Intramembrane proteolysis by rhomboids: catalytic mechanisms and regulatory principles.

机构信息

MRC Laboratory of Molecular Biology, Francis Crick Avenue, Cambridge CB2 0QH, UK.

出版信息

Curr Opin Struct Biol. 2013 Dec;23(6):851-8. doi: 10.1016/j.sbi.2013.07.014. Epub 2013 Aug 9.

Abstract

Rhomboids are intramembrane serine proteases that cleave membrane proteins within the bilayer, and which control a wide variety of biological processes. Recent structures of Escherichia coli rhomboids in complex with mechanism-based inhibitors provide insight into their catalytic mechanism.

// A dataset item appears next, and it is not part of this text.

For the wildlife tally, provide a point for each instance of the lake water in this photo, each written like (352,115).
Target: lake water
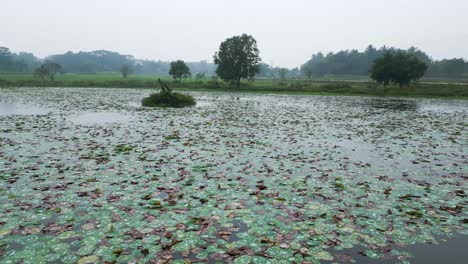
(88,174)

The inhibitor structures also reveal potential substrate-binding sites within the enzyme and provide a template for modeling substrate binding at the active site. The regulation of rhomboid activity exploits the different membrane compartments in cells to segregate enzyme and substrate. Catalytically inactive rhomboid-like proteins called iRhoms provide another form of regulation, by interacting with rhomboid substrates and preventing their cleavage. Extramembranous domains of rhomboids may play an as yet unexplored role in substrate recognition and regulation.

摘要

菱形蛋白酶是一种跨膜丝氨酸蛋白酶,可在双层膜内切割膜蛋白,控制着多种生物过程。最近大肠杆菌菱形蛋白酶与基于机制的抑制剂复合物的结构为其催化机制提供了深入的了解。抑制剂结构还揭示了酶内潜在的底物结合位点,并为在活性位点模拟底物结合提供了模板。菱形蛋白酶活性的调节利用细胞内不同的膜隔室将酶和底物分隔开。催化失活的类菱形蛋白酶称为 iRhoms,通过与菱形蛋白酶底物相互作用并阻止其切割来提供另一种调节形式。菱形蛋白酶的胞外域可能在底物识别和调节中发挥了尚未被探索的作用。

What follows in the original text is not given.